Guest Blogger on a Khmer New Year Tour

This week writer and blogger Jessica Dean (of www.blacksparrow.net.au) took a ride on Soksabike and had something to say about it. Have a look below!

As a tourist, it can be hard to break through that invisible barrier: you are an outsider and you are cocooned as a traveler. How do you get into the groove of a place and really immerse yourself in an experience? Your passport is always the people. Yesterday we took a bike ride into the villages and rice fields surrounding Battambang courtesy of Soksabike.

It was hot – April’s the hottest month here – and we cycled dusty back roads and lanes choked with jungle, passed through villages, dry rice fields waiting for the wet, beautiful pagodas and a memorial to a horrific past.
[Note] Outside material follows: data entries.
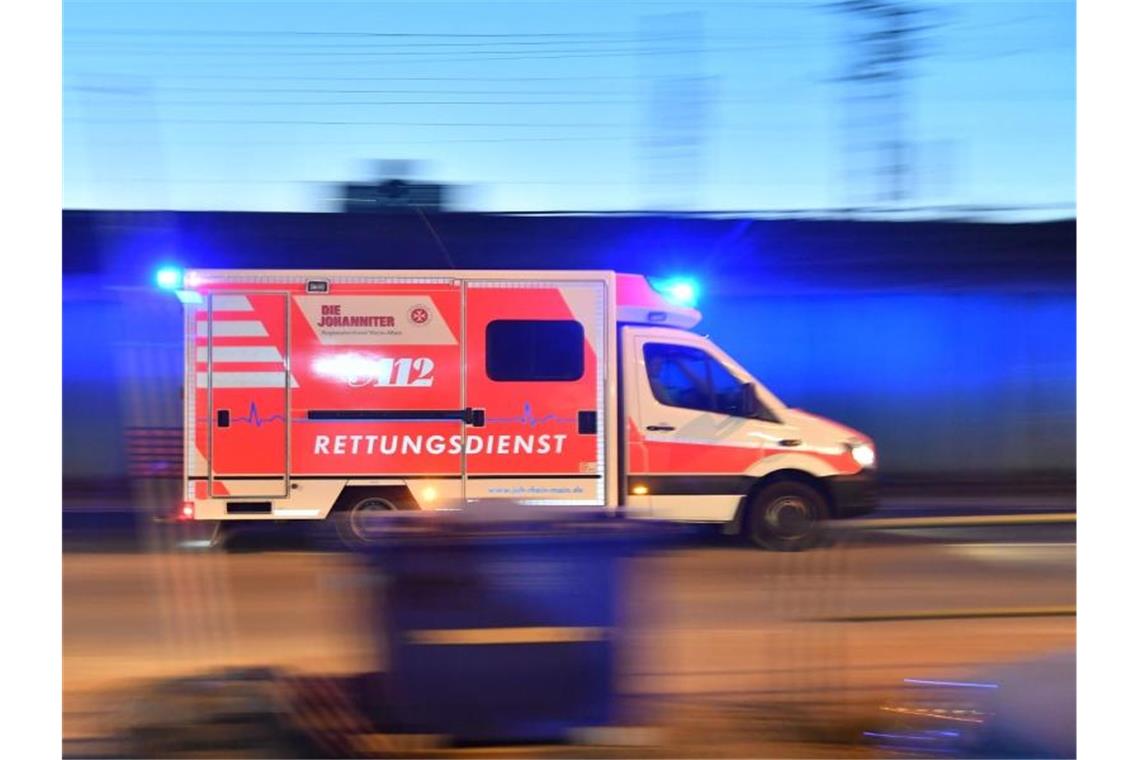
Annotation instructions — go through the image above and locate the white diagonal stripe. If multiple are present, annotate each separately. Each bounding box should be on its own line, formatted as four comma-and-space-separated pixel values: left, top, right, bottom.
212, 295, 253, 311
198, 373, 300, 389
198, 319, 269, 337
198, 345, 282, 365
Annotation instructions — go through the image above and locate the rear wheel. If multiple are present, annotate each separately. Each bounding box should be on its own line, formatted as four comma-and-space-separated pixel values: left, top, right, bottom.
334, 493, 400, 545
748, 481, 828, 551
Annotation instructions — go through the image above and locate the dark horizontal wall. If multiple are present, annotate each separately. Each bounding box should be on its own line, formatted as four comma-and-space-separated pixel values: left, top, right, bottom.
63, 211, 1076, 489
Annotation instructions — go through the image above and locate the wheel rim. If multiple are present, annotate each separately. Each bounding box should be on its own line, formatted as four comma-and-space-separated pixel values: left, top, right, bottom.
349, 496, 396, 541
764, 496, 815, 540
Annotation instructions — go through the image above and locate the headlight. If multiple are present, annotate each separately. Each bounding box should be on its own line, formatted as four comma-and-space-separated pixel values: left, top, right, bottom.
847, 442, 874, 468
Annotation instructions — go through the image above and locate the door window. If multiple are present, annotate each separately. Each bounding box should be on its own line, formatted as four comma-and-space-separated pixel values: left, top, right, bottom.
644, 343, 771, 418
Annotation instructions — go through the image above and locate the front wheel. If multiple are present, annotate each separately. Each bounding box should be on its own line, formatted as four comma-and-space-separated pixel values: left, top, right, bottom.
748, 481, 828, 551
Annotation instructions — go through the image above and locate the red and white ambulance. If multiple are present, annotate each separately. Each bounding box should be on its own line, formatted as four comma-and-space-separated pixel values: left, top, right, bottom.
175, 270, 876, 548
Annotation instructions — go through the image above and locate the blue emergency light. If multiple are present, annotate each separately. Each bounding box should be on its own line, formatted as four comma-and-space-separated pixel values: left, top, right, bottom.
154, 267, 182, 291
649, 277, 701, 309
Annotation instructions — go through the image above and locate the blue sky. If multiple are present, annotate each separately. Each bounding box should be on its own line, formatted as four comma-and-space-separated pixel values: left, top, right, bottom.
64, 1, 1075, 215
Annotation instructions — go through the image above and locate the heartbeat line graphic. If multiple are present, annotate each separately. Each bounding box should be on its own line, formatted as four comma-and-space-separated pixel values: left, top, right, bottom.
234, 401, 285, 427
487, 401, 573, 427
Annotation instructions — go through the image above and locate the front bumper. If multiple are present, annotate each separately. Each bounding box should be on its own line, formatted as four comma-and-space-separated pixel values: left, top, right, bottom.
824, 469, 879, 517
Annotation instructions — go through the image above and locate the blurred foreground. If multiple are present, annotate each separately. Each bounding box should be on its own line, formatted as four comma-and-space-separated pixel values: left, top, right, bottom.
63, 515, 1076, 757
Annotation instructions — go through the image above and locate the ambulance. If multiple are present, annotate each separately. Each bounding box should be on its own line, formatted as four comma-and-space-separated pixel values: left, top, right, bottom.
168, 270, 876, 549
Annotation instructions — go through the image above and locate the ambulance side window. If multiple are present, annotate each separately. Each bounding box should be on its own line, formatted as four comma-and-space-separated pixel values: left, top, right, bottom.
644, 343, 770, 417
487, 319, 586, 383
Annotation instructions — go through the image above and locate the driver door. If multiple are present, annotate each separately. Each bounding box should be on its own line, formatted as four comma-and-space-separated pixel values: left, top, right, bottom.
625, 328, 782, 521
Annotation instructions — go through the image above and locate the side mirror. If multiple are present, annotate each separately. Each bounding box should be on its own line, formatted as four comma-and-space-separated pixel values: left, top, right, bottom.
740, 383, 763, 418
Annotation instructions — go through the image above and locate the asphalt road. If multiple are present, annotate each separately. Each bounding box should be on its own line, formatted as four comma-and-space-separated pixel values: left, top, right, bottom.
63, 526, 1076, 737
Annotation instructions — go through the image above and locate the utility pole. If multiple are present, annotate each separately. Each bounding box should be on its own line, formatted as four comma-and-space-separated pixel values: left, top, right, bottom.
830, 0, 933, 206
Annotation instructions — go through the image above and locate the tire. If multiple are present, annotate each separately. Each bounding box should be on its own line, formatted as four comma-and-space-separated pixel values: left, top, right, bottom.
748, 481, 828, 551
333, 493, 400, 546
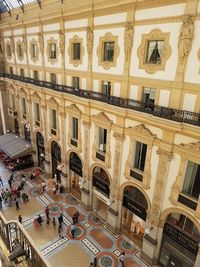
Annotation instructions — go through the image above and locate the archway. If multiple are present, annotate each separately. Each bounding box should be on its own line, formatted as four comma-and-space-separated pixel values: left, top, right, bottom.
69, 152, 83, 199
14, 119, 19, 135
159, 212, 200, 267
121, 185, 148, 246
51, 141, 61, 177
24, 124, 31, 142
36, 132, 45, 170
92, 166, 110, 221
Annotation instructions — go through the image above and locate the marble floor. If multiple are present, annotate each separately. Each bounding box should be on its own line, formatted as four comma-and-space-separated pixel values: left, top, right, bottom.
0, 162, 149, 267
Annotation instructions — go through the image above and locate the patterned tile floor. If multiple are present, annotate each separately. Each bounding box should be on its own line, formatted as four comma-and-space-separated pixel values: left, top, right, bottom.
0, 162, 148, 267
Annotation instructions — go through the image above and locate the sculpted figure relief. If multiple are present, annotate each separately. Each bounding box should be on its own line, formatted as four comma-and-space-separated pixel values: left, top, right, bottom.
38, 33, 44, 54
87, 27, 93, 55
178, 16, 194, 64
124, 23, 133, 59
59, 31, 65, 54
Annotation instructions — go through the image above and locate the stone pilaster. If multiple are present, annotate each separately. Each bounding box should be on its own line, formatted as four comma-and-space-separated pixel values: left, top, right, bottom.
81, 120, 92, 210
107, 132, 124, 233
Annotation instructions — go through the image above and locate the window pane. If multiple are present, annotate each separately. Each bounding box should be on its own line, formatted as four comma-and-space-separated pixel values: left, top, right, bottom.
103, 42, 114, 61
134, 142, 147, 172
35, 103, 40, 121
102, 81, 111, 96
73, 43, 81, 60
52, 109, 57, 129
98, 128, 107, 153
182, 161, 200, 199
73, 77, 79, 89
50, 44, 56, 58
146, 40, 164, 64
72, 117, 78, 140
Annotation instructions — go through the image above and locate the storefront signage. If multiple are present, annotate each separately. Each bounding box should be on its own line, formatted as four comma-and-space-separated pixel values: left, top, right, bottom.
93, 176, 110, 197
163, 223, 198, 255
123, 195, 147, 221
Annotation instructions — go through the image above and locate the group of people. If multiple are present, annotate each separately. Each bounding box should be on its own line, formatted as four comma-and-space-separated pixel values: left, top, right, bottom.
0, 173, 29, 210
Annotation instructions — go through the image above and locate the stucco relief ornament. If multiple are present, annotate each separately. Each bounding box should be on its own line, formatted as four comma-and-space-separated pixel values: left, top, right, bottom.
38, 33, 44, 54
124, 23, 133, 60
59, 31, 65, 54
87, 27, 93, 55
178, 16, 194, 64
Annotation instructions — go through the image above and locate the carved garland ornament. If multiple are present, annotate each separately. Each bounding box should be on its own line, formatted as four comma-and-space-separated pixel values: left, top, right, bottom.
97, 32, 120, 70
137, 29, 172, 74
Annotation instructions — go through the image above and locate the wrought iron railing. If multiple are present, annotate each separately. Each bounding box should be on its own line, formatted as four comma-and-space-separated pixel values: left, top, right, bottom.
0, 212, 50, 267
0, 72, 200, 126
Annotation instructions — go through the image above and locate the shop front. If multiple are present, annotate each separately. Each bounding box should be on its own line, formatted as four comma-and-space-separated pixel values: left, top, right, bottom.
69, 152, 83, 199
121, 186, 148, 246
159, 213, 200, 267
92, 167, 110, 221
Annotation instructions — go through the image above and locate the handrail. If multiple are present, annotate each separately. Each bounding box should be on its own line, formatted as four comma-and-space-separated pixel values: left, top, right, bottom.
0, 212, 51, 267
0, 72, 200, 126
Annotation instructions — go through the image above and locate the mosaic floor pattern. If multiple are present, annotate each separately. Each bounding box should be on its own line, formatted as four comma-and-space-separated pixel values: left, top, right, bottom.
0, 163, 148, 267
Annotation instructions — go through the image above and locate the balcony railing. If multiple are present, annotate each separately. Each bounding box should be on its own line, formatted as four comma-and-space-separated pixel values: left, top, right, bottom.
0, 212, 50, 267
0, 72, 200, 126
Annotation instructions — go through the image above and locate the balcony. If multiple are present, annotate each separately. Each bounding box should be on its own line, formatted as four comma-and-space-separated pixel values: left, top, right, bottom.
0, 72, 200, 126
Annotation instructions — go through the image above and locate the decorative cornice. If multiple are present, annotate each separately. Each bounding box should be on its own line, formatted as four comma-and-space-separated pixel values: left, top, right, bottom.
92, 112, 112, 123
180, 142, 200, 155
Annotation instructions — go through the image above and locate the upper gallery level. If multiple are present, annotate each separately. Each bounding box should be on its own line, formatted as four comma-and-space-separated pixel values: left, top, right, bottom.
0, 0, 200, 118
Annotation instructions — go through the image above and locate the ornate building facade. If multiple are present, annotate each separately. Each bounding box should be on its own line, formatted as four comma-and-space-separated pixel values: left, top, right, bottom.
0, 0, 200, 267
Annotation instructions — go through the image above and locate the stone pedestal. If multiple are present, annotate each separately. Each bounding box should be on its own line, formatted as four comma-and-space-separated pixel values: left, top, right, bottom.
107, 207, 119, 234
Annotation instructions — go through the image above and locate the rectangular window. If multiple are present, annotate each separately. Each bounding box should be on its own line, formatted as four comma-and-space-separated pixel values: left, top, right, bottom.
22, 97, 26, 115
20, 69, 24, 77
98, 127, 107, 153
73, 43, 81, 60
101, 81, 111, 96
146, 40, 164, 64
33, 70, 38, 80
9, 67, 13, 74
7, 45, 12, 57
50, 44, 56, 58
133, 142, 147, 172
50, 73, 56, 83
182, 161, 200, 199
72, 117, 78, 140
72, 77, 79, 89
10, 94, 15, 109
51, 109, 57, 130
18, 45, 23, 57
35, 103, 40, 121
31, 44, 37, 58
142, 87, 156, 110
103, 42, 115, 61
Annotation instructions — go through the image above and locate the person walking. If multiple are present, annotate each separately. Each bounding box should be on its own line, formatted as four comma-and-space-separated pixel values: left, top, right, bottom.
58, 225, 64, 238
58, 213, 63, 226
0, 176, 3, 186
45, 206, 49, 218
52, 217, 56, 230
15, 197, 20, 210
70, 223, 76, 238
18, 214, 22, 223
119, 251, 125, 267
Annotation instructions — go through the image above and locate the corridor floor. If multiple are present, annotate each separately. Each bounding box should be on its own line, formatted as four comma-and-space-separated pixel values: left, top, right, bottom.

Thanks to Phearon our guide, we got to stop, talk and meet with people who are making their living, raising their families and working within their communities for their communities.

You may ask how truly authentic an experience can be when it is fleeting, guided, easy. Authentic to me was cycling along roads lined with kids out in force water bombing passers by as part of the tail end of Khmer New Year celebrations. It was catching that cheeky kid’s eye as she defied the adult authority of Phearon and his waving arms and threw the water at us anyway. It was hearing that shrieking, joyful, rebellious laughter. It was stopping and sharing a home cooked meal with a family and watching a bizarre TV show where the Khmer Army line danced, fully armed, along with hundreds of their comrades. It was joining everyone for a nap afterwards, swinging gently in our hammocks to escape the height of the afternoon’s heat. It was drinking rice wine that burned my throat and made me sweat buckets and walking through the thick pungent air of fish fermenting in their tons in a dusty shelter. It was sitting quietly sharing palm hearts with a farming family and chatting to their teenage daughters as they texted on their mobiles. And it was talking with Phearon, our guide, and sensing how much he’d suffered but knowing that he along with the rest of this amazing country have a bright future ahead.

It takes years to really know a place, but if you want to break that outsiders bubble, it’s always the people that are happy to show you the way.